7 From bare reading of the aforesaid provisions, it is clear that when an application for execution is made more than two years from the date of the decree or against the legal representative of party to the decree or against the assignee or receiver then before executing the decree the Court shall issues notice to the person against whom execution is applied for requiring him to show cause as to why decree should not be executed. The expression "application for execution" used in the said rule refers to the application filed for execution of a decree as contemplated under Order XXI, Rule 11(2) of the C.P.C. The Court below has completely misdirected himself in law in holding that before issuing writ of delivery of possession notice to the non appearing judgment debtors in necessary.

8. Besides the above, the Court below however, failed to consider Sub-rule (2) of Rule 22 of the Code which empowers the Court to execute the decree without issuing notice if this Court considers that the issue of such notice would cause unreasonable delay or would defeat the ends of justice.

9. In the instant case, as noticed above, against the judgment and decree passed by the Court below defendants/opposite parties filed civil revision which was dismissed and then they moved the Supreme Court in S.L.P. No. 7049/2002 which was also dismissed.
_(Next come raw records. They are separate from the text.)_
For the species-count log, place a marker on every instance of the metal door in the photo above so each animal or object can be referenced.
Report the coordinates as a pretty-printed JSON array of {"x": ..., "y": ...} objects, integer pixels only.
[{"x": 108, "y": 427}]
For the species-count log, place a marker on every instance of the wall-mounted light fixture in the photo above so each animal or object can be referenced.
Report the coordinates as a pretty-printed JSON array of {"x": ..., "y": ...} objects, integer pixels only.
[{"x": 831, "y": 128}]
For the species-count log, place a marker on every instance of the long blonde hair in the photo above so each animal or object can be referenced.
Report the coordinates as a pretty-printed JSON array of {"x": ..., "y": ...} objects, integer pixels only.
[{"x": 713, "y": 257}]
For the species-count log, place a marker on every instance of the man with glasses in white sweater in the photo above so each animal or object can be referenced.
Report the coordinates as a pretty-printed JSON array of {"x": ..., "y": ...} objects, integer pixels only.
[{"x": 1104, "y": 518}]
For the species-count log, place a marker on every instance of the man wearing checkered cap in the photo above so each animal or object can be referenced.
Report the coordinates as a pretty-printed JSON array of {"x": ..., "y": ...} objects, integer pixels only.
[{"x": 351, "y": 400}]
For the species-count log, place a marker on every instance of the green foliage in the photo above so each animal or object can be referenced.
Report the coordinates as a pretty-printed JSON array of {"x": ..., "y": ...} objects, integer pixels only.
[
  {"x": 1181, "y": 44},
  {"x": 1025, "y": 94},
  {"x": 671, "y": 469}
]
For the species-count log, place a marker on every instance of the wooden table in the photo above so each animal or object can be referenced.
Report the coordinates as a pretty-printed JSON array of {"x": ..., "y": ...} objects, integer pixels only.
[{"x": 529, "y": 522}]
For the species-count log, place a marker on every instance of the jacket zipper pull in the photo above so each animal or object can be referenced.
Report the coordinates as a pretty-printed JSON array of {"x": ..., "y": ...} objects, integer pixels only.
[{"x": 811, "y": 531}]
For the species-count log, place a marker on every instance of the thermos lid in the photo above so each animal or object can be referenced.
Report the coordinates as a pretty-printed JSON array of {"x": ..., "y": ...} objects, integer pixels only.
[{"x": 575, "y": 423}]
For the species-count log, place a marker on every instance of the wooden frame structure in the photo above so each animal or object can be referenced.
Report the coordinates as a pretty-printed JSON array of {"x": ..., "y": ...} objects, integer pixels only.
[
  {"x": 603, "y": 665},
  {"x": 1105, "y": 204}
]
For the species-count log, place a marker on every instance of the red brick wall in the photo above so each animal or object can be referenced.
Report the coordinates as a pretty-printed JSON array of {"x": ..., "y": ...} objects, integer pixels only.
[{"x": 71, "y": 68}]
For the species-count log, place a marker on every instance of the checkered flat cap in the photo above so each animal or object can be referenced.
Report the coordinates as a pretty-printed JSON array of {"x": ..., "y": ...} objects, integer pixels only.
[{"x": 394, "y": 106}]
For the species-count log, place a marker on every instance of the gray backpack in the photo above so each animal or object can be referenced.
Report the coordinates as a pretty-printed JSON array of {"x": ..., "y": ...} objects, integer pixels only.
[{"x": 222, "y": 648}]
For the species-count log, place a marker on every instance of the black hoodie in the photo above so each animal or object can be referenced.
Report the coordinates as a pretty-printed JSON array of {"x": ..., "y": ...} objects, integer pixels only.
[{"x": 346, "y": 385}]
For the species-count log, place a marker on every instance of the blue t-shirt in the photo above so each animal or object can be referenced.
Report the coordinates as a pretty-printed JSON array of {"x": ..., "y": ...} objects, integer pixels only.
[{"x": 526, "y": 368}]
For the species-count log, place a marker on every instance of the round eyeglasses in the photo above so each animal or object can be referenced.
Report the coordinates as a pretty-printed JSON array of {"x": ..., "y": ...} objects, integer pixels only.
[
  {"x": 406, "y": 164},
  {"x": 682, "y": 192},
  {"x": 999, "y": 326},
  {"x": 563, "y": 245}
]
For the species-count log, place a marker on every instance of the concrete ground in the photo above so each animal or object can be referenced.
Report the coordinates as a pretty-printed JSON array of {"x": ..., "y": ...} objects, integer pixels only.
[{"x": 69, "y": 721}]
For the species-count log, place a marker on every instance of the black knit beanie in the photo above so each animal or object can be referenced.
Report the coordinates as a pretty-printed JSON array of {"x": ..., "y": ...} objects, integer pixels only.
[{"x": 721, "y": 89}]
Not only that the opposite parties failed to give undertaking before the Supreme Court although they filed application in the execution proceeding seeking a month time for filing undertaking before the Supreme Court, Not only that the judgment debtors/opposite party Nos. 1 and 3 who are the sons appeared in the execution case at all stage of the proceeding. In that view of the matter the Court below committed serious error of law in passing impugned order for service of notice instead of issuing writ of delivery of possession. The impugned order therefore can not be sustained in law.

10. For the aforesaid order passed by the Court below is set aside. It is directed that the executing Court shall execute the decree forthwith.